С юга к Балтийскому морю течет система рек, которые впадают в полноводную Неву; но они все начинались севернее черноземных земель. Невысокая (200 метров), но очень широкая (500 километров) Среднерусская возвышенность отделяет бассейны Балтийского и Белого морей от бассейнов Черного и Каспийского. Ее холмы были сердцем Московской Руси; они стала проклятием Российской империи. Неутомимый путешественник, Петр понимал масштаб проблемы. Ее решило бы устройство судоходного канала между притоком Волги и бассейном Ладоги. Теперь именно тут решались судьбы Евразии. Судоходный канал связал бы военно-торговую столицу с ее сырьевой базой, Балтийское море с Каспийским, Неву с Волгой, рынки Европы с сокровищами Азии.

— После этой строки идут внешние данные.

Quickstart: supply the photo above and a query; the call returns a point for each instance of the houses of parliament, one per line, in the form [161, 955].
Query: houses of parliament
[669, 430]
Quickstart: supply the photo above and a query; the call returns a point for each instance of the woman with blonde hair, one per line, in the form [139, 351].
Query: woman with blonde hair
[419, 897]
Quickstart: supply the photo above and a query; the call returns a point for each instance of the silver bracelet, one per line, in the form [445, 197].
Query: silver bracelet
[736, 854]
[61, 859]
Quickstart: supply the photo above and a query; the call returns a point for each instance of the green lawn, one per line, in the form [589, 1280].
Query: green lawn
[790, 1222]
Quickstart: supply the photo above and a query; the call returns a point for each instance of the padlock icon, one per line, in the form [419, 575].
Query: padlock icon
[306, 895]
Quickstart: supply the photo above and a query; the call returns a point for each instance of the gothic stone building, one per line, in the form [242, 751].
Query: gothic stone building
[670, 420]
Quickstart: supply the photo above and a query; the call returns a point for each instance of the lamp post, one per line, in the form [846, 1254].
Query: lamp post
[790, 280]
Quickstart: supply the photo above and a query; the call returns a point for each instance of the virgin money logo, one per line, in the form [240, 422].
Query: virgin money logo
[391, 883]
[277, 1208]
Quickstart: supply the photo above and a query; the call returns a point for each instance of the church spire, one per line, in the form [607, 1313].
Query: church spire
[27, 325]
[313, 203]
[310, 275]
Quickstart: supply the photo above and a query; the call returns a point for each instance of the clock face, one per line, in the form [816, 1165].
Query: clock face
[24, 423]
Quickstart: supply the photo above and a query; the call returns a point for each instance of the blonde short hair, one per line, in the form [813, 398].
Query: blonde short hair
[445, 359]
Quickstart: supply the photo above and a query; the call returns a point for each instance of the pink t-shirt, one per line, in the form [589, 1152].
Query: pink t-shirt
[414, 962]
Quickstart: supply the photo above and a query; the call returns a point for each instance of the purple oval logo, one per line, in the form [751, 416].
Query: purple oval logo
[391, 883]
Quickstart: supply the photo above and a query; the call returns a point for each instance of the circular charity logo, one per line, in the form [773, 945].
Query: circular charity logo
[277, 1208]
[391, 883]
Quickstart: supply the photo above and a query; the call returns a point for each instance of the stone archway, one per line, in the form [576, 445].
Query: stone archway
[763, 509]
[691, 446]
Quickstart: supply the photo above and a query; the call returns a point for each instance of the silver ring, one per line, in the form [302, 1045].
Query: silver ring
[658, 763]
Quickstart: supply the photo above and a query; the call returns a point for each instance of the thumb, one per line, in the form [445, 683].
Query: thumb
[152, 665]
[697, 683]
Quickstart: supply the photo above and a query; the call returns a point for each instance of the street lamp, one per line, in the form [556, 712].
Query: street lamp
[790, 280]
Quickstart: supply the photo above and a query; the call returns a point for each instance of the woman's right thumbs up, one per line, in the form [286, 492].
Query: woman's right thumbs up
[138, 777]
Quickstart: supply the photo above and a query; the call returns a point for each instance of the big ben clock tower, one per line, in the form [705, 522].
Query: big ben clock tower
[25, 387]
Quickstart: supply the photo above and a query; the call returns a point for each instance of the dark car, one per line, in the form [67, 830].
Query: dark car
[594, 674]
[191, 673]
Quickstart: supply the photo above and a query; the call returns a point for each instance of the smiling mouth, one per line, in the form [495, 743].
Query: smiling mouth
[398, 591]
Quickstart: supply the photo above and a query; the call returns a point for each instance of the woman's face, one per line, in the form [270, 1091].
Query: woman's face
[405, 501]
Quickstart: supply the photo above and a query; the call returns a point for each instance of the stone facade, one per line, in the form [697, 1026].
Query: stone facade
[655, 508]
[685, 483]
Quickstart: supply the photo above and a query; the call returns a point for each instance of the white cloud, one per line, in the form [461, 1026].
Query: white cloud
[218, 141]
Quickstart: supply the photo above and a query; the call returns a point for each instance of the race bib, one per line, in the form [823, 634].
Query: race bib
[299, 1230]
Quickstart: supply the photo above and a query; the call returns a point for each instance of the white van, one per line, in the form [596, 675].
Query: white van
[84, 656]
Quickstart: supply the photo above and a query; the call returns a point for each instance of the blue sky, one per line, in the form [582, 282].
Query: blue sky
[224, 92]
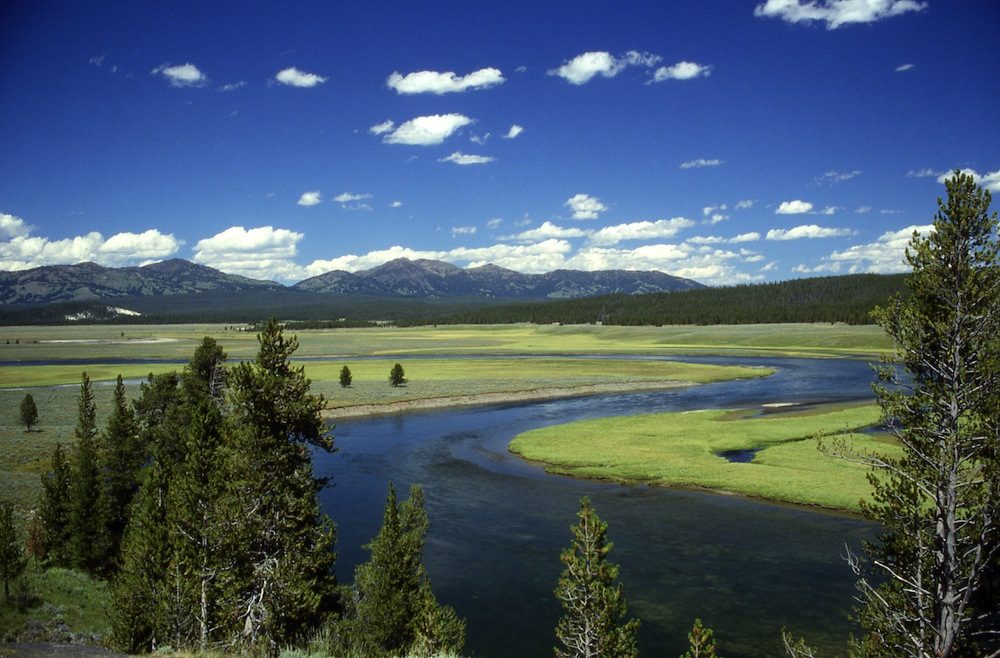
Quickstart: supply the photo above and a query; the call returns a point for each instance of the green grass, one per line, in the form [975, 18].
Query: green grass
[65, 602]
[681, 449]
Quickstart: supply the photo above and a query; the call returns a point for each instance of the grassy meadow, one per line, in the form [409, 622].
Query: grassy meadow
[683, 449]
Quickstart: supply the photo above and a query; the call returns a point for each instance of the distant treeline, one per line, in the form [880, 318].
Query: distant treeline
[849, 299]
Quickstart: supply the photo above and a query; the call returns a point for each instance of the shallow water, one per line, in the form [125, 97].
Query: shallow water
[746, 568]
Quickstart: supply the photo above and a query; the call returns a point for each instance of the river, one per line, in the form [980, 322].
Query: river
[747, 568]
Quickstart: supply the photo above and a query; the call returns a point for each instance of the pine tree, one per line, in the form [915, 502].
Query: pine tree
[701, 641]
[938, 503]
[396, 611]
[594, 605]
[121, 457]
[281, 546]
[54, 509]
[29, 412]
[89, 541]
[396, 375]
[13, 560]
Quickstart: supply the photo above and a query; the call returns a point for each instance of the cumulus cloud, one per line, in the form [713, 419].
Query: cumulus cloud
[584, 67]
[544, 232]
[836, 13]
[514, 131]
[263, 252]
[466, 159]
[645, 230]
[296, 78]
[681, 71]
[701, 162]
[421, 131]
[585, 206]
[433, 82]
[24, 251]
[311, 198]
[884, 256]
[796, 207]
[807, 231]
[990, 181]
[182, 75]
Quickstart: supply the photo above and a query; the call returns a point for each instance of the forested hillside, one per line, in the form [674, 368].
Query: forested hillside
[847, 299]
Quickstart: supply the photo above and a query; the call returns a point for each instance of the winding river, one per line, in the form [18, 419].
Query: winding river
[747, 568]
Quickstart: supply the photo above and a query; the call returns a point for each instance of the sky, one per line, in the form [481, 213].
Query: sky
[725, 141]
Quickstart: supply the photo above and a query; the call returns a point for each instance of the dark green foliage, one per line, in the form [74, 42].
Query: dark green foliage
[395, 611]
[938, 503]
[848, 299]
[594, 605]
[13, 560]
[29, 412]
[701, 642]
[121, 457]
[54, 509]
[90, 546]
[396, 375]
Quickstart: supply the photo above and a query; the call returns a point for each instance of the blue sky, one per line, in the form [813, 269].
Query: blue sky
[719, 140]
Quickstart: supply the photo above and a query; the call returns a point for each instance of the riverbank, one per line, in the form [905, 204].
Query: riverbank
[529, 395]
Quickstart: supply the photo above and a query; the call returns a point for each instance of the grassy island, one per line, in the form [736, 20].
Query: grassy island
[689, 449]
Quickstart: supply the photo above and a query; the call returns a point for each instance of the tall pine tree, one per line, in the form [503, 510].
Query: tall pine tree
[90, 545]
[592, 625]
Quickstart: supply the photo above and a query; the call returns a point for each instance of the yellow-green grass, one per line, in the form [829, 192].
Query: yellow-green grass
[100, 343]
[682, 449]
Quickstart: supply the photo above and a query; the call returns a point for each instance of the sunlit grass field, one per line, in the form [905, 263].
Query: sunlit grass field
[682, 449]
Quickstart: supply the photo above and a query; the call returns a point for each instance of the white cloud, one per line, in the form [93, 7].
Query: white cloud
[585, 206]
[807, 231]
[885, 255]
[681, 71]
[514, 131]
[467, 159]
[296, 78]
[989, 181]
[926, 172]
[263, 252]
[310, 198]
[836, 13]
[433, 82]
[24, 251]
[382, 128]
[544, 232]
[582, 68]
[832, 177]
[349, 197]
[646, 230]
[701, 162]
[796, 207]
[182, 75]
[11, 226]
[422, 131]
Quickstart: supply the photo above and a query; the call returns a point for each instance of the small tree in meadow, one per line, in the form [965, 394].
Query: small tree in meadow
[29, 412]
[396, 375]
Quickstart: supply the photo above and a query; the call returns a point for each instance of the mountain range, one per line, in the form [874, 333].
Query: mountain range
[401, 278]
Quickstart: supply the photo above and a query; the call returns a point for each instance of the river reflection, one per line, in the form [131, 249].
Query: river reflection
[746, 568]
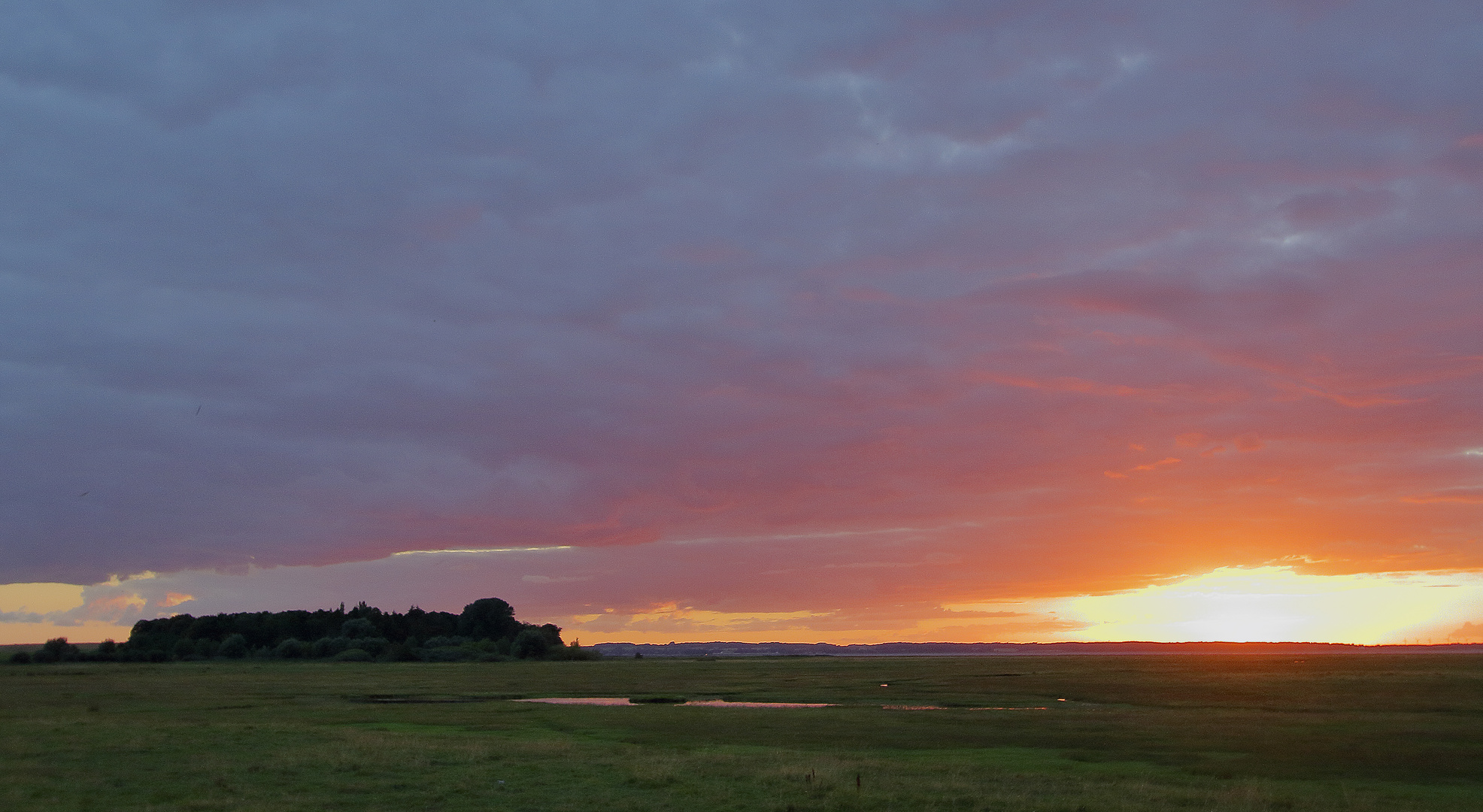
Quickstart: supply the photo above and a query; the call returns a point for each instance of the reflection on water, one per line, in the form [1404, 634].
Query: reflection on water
[697, 703]
[942, 707]
[724, 704]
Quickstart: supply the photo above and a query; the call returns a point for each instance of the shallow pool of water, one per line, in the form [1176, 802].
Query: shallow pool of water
[693, 703]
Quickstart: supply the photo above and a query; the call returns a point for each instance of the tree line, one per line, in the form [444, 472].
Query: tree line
[485, 630]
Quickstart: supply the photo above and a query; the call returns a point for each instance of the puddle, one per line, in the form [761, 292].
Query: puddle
[582, 701]
[416, 700]
[942, 707]
[696, 703]
[724, 704]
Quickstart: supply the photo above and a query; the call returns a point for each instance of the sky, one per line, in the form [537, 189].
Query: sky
[746, 320]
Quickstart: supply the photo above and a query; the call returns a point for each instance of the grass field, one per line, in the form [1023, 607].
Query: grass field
[1363, 732]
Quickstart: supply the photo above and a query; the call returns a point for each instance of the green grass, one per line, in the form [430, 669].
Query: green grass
[1354, 732]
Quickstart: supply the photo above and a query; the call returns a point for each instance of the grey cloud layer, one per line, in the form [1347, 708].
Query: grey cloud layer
[312, 282]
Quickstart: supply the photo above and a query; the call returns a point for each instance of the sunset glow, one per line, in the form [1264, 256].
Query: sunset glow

Каналы со шлюзами, соединявшие бассейны разных рек, тогда существовали только во Франции. Бриарский канал, соединивший Сену и Луару, был построен герцогом Сюлли; строительство его продолжалось почти сорок лет. Еще более длинный – 100 километров и 61 шлюз – Центральный канал соединял бассейны Атлантики и Средиземного моря. То были крупнейшие сооружения XVII века. Задача русского канала казалась проще. Сначала Петр поручил планирование англичанину. Канал длиной всего 2,8 километра открывал непрерывный водный путь между Волгой и Невой длиной почти в тысячу километров. Это было место, где грузы издавна перегружали волоком между Волгой и Волховым; это место так и называлось – Вышний Волочок. Новый канал построил голландец; но его опыт не годился для возвышенности, и каналу не хватало воды. Переделывать его пригласили мастеров из Флоренции, но и они не справились с задачей. Тогда местный купец Михаил Сердюков, знавший о каналах и шлюзах по французским книжкам, добился у Петра концессии на перестройку канала. Сердюков (1678–1754) был пленным монголом, крещенным в Енисейске; его потом обвинят в старообрядчестве. Он поставил новые плотины, водохранилища и шлюзы, подняв уровень воды в одних местах и осушив болота в других; на канале работали мельницы, трактиры и винокурня. Его сын женился на дочери Акинфия Демидова, богатейшего уральского промышленника (Иван Сердюков утонул в своем же водохранилище в 1761-м). Но Вышневолоцкий канал работал. Почти два столетия, вплоть до эпохи железных дорог, по нему возили зерно в столицу. Но по нему не удавалось возить грузы в обратную сторону. Их так и таскали волоком, так что цена импортного текстиля в русской провинции была в несколько раз выше, чем в Петербурге.